Dwa niszowe dramaty „Ukochana Gloria” i „Jutro będzie dłuższe niż wczoraj”
Warto zwrócić też uwagę na premierę francuskiego dramatu „Ukochana Gloria” z 2023 roku w reżyserii Marie Amachoukeli, który spotkał się ze znakomitym przyjęciem wśród krytyków. Niszowa produkcja zebrała 21 recenzji w serwisie Rotten Tomatoes i każda z nich jest pozytywna, a średnia ocena wynosi 8,10 w dziesięciostopniowej skali. Wśród widzów film pozytywnie ocenia 80% głosujących, a ocena wynosi 4,20 w pięciostopniowej skali.

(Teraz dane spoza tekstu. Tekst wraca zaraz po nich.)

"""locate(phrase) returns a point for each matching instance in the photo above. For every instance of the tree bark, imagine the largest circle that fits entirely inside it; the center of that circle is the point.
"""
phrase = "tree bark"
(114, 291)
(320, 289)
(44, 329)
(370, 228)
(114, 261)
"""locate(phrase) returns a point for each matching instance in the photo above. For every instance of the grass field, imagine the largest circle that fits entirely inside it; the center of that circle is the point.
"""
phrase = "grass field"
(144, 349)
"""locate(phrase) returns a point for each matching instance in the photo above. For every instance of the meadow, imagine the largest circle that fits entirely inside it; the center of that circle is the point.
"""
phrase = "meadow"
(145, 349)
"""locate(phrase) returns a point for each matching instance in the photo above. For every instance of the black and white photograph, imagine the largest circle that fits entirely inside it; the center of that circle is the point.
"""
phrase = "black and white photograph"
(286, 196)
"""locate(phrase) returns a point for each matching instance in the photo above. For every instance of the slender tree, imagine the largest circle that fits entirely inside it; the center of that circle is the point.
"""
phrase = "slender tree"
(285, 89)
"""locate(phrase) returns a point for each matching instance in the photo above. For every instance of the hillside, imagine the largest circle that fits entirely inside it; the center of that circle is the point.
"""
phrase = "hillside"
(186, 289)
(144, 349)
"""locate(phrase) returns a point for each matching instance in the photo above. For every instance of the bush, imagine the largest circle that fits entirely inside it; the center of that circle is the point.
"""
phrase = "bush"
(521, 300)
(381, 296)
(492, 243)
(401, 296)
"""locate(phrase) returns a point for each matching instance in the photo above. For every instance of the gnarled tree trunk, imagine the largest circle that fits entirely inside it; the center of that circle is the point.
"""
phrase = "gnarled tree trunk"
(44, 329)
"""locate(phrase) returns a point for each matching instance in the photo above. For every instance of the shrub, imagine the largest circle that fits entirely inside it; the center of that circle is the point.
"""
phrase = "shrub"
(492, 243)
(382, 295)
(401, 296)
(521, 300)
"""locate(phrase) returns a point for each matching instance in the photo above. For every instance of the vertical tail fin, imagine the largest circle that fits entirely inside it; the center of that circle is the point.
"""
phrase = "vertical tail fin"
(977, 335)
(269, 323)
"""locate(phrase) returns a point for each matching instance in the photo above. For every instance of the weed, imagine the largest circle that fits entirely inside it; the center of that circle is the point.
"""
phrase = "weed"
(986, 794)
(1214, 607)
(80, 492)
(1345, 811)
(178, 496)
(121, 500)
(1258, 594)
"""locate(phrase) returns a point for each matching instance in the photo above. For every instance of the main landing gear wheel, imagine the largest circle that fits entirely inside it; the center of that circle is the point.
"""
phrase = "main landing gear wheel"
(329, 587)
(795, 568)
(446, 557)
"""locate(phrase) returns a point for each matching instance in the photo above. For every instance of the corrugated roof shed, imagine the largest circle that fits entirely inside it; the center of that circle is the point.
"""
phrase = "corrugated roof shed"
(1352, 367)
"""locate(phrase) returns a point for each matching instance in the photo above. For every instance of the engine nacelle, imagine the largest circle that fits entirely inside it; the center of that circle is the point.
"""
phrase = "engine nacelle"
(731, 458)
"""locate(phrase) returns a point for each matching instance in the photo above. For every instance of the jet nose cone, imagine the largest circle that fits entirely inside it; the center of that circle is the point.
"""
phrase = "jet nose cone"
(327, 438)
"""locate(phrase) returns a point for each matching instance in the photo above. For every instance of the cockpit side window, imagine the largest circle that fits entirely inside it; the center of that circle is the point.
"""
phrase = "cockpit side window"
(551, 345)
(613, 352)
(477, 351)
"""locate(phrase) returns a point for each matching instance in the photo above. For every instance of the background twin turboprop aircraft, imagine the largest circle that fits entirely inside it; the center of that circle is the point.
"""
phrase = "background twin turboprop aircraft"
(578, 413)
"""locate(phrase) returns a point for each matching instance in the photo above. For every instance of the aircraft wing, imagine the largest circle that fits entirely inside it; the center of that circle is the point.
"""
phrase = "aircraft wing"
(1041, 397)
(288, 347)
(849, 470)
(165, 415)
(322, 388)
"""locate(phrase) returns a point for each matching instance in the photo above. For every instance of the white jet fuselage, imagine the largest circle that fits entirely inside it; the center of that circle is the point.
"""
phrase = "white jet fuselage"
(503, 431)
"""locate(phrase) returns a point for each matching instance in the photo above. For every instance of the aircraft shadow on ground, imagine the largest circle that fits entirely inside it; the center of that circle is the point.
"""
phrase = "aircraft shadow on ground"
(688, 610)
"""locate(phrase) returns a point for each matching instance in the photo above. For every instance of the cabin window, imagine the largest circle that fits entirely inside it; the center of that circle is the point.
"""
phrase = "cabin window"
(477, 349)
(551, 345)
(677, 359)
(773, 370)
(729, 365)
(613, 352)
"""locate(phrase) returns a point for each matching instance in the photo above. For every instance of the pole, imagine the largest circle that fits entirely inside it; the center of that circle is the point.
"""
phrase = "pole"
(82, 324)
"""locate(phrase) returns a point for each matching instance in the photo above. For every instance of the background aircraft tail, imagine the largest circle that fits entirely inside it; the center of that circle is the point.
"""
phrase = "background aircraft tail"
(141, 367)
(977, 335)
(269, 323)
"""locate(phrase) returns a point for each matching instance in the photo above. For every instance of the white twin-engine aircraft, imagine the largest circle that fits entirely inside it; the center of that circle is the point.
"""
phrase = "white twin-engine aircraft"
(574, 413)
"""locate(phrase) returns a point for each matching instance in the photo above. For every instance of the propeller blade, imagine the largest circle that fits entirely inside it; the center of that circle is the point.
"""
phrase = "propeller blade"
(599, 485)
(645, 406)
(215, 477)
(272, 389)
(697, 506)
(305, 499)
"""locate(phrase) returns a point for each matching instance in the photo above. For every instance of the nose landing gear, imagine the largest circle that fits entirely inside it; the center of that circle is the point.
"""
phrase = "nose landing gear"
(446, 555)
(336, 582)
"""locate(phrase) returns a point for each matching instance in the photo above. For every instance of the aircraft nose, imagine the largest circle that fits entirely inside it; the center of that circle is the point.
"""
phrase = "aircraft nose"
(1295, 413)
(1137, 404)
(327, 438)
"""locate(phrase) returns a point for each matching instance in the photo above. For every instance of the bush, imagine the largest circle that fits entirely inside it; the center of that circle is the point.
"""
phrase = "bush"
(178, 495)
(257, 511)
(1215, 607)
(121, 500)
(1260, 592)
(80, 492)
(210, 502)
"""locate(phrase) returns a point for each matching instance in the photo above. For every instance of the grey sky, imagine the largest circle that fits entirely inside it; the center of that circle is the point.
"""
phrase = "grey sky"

Produkcja opowiada historię sześcioletniej Cléo, która kocha swoją nianię Glorię bardziej niż cokolwiek innego. Kiedy Gloria musi nagle wrócić na Wyspy Zielonego Przylądka, aby opiekować się własnymi dziećmi, Cléo składa jej obietnicę, że wkrótce się zobaczą. Gloria zaprasza Cléo na swoją wyspę, a oboje muszą jak najlepiej wykorzystać swoje ostatnie wspólne lato.
Sprawdź też: Ujawniono kluczowy szczegół na temat fabuły „Spider-Mana 4”. Fani są wściekli!
Inną z bardziej ambitnych premier tego weekendu jest dramat „Jutro będzie dłuższe niż wczoraj” napisany i wyreżyserowany przez Jow Zhi Wei. Produkcja debiutowała w głównej sekcji Festiwalu w Filmowego w Berlinie jako pierwszy singapurski film fabularny. Film opowiada historię wdowca w średnim wieku, którego relacje z wrażliwym nastoletnim synem w gęsto zaludnionym Singapurze powoli stają się nie do zniesienia.